Demolition by neglect refers to the practice of allowing a building to deteriorate to the point that demolition becomes necessary or restoration becomes unreasonable. The practice has been used by property owners as a means of sidestepping historic preservation laws by providing justification for the demolition of historical buildings. In order to prevent demolition by neglect, a number of cities have adopted ordinances requiring property owners to properly maintain historical buildings.

== Challenges in enforcement ==
Enforcing anti-neglect ordinances poses challenges.

== Example cases ==

- DBN featured in Eastern Female High School and the Hendler Creamery building in Baltimore, USA.

- Hotel Yugoslavia, Belgrade: This landmark faced potential demolition due to prolonged neglect, sparking public opposition and debates over heritage preservation.

- India Buildings, Glasgow: After years of neglect, this historic structure was demolished, raising concerns about the loss of architectural heritage and the effectiveness of preservation laws.

- Harborplace in Baltimore, Maryland: This iconic festival marketplace, once the crown jewel of The Rouse Company's urban renewal projects, suffered from numerous problems from Ashkenazy Acquisition Corporation's lack of maintenance, such as failed HVAC, mold build-up, rodent infestations, non-functional escalators, and a broken fire sprinkler system following a fire that occurred in the Light Street Pavilion's Ripley's Believe It or Not! museum in April 2017. It was bad enough that the pavilions were placed on receivership in 2019 and were announced for demolition in 2023. Harborplace will officially close its doors as a festival marketplace and will be razed in the fall of 2026.

== Preventive measures ==
To prevent demolition by neglect, communities can implement strategies such as regular inspections to identify early signs of neglect, financial incentives like grants and tax credits to support maintenance, and public awareness programs to educate about the importance of preservation. Proactive measures help municipalities protect cultural and historical assets effectively.

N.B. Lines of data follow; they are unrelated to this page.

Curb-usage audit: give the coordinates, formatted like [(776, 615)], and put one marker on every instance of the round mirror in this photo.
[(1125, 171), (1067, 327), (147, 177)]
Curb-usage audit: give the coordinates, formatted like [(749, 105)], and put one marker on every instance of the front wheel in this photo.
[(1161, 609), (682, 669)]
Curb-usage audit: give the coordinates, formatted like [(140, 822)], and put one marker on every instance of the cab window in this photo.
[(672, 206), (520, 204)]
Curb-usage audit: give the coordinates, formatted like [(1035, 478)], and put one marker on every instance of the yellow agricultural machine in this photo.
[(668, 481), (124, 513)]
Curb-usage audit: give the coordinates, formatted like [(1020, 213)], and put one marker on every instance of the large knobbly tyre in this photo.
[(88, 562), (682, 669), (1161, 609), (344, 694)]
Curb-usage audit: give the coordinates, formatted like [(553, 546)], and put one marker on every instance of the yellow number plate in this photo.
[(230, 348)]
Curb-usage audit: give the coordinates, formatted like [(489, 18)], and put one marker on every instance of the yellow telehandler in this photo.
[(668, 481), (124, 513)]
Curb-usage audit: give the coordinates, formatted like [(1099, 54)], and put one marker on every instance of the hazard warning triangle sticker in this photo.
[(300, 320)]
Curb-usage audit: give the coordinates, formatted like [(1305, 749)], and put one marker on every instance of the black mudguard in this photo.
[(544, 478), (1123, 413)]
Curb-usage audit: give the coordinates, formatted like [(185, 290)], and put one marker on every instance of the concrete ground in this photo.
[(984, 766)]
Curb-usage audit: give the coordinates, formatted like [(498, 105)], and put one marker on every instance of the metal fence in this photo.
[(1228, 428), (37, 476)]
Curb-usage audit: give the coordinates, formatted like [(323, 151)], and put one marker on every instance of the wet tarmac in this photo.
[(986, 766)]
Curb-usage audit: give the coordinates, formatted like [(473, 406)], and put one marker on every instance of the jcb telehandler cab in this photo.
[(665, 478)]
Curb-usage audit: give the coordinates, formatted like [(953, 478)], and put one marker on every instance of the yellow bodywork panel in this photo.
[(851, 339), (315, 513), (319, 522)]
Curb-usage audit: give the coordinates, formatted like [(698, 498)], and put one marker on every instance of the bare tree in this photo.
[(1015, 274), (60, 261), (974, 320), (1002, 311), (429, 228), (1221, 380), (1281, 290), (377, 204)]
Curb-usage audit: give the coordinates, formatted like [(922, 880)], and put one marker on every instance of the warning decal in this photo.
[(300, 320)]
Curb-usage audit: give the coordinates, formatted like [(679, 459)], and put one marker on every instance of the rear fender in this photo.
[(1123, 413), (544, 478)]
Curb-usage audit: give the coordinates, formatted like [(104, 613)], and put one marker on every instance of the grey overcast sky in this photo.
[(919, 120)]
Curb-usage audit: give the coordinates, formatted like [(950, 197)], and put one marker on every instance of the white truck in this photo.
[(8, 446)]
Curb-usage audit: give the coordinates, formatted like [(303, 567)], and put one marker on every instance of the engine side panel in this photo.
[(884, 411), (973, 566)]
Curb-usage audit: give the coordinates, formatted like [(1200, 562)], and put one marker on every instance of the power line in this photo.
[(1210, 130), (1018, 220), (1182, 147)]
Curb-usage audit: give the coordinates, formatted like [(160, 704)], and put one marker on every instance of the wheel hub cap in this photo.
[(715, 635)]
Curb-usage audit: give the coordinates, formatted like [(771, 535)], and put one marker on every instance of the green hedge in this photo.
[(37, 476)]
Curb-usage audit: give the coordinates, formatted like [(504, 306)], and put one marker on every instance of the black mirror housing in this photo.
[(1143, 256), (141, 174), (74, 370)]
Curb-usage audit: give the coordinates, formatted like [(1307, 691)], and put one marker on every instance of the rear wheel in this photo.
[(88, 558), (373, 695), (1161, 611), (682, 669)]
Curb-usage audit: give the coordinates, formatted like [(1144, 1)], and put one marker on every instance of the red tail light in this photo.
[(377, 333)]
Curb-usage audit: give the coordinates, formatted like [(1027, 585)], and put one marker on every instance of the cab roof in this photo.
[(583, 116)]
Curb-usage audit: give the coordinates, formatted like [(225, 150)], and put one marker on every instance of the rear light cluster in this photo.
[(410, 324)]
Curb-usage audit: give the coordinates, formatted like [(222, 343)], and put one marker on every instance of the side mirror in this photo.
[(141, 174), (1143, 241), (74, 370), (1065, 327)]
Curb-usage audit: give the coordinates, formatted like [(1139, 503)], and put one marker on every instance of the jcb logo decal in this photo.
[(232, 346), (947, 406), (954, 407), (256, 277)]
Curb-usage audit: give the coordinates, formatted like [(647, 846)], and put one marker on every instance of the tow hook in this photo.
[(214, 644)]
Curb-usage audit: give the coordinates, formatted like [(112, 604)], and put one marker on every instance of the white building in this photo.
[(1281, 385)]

==Artistic interventions==
In 2024, the anonymous street artist Lionel created an installation titled "Demolition by Neglect" on Guelph’s historic McQuillan Bridge. By wrapping the bridge in orange material, Lionel highlighted its deteriorating state and drew public attention to issues of cultural heritage preservation. This intervention spurred community discussions on the maintenance of historic structures and led to a swift response from local authorities, who addressed concerns about the bridge’s condition.